Alguns meses depois meu amigo Felipe veio contar-me, felicíssimo, que a esposa – era assim que ele a designava- resolvera estudar Direito. Cismara de fazer faculdade, mas só conseguira passar no vestibular da Faculdade de Pouso Alegre, a cento e oitenta quilômetros de São Paulo, sem contar o percurso interno.
- Faculdade de fim-de-semana, Fernando, mas é melhor que nada. O importante é que realize o sonho dela, não é mesmo?
- Bacana, meu amigo. Quer dizer que daqui a alguns anos você será marido de uma doutora?
- Já pensou, cara? O que ela era e o que ela será. Só posso ter orgulho. Muito orgulho. E justificado. Você é a única pessoa no mundo que sabe de onde a tirei. Já pensou a maravilha que será na minha vida o dia em que ela se diplomar? Acho até que passarei mal de tanta emoção. Acho que me sentirei como o pai pobre que consegue tornar a filha uma doutora. Com muito sacrifício.
- Mas você está ganhando bem. Não será tanto sacrifício assim.
- E ficar sem ela nos fins de semana, não conta como sacrifício?
- Nesse caso...
- Ela já contratou as viagens com o ônibus que leva uma turma toda sexta-feira à noite e traz de volta no domingo à noite. Eu só terei que esperá-la onde ela descerá do ônibus.
- Boa sorte para os dois, então.
Passados mais alguns meses, levei um choque ao ouvir de um colega a frase:
- Você já soube que o Felipe matou a mulher e depois deu um tiro na cabeça?
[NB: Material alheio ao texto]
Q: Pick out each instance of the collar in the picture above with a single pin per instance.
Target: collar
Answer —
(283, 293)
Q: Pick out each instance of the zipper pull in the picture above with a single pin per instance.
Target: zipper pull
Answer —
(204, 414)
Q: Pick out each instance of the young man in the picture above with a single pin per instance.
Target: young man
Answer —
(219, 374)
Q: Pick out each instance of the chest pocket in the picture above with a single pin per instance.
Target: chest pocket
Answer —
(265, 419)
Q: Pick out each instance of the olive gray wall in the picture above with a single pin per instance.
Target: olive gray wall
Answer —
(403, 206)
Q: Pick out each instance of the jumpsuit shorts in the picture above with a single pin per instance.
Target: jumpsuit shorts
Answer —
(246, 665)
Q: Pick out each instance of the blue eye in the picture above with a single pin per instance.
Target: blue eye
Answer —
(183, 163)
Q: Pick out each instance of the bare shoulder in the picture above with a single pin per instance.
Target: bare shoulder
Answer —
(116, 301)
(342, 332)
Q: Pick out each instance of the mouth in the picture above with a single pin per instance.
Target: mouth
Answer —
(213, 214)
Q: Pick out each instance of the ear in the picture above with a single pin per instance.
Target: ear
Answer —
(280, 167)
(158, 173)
- Não brinca!! Como é que foi isso?
- Ele resolveu buscá-la na faculdade, de surpresa, e quando chegou lá as aulas já haviam terminado. Aí ele foi atrás dela de hotel em hotel e acabou indo parar em uma fila de homens na porta de um quarto. A vagabunda da mulher dele ia à faculdade só pra faturar uma porrada de michês nos finais de semana. Me contaram que ele entrou na fila, entrou, estrangulou a “esposa”, correu para o carro, pegou a arma e deu um tiro na cabeça. Um cara tão legal...Não merecia isso.
- Não merecia mesmo. Pelo que ele deu a ela, não merecia mesmo, coitado.
- Ele gostava de contar que a conheceu virgem, que a tirou de um colégio de freiras, e que a família dela o odiava por isso. A família queria que ela se casasse com um ricaço amigo deles, mas ela preferiu se casar com ele.
- Isso é verdade. Disso eu sou testemunha. Aliás, a única testemunha. A família dela sempre o acusou de tê-la desencaminhado. Ela não resistiu ao papo dele.
- Mulheres...Quem é que vai entender uma mulher? Eu gostava muito do Felipão, mas cá pra nós, além de feio demais, o coitado ainda tinha aquele passo “deixa que eu chuto”. E depois a mulher ainda vira puta, cara. Dá pra entender?
- De jeito nenhum. E o mais estranho é que elas não resistiam às cantadas dele.
- Vá entender...
Essa mentira ao colega foi a maneira que encontrei de homenagear meu falecido amigo.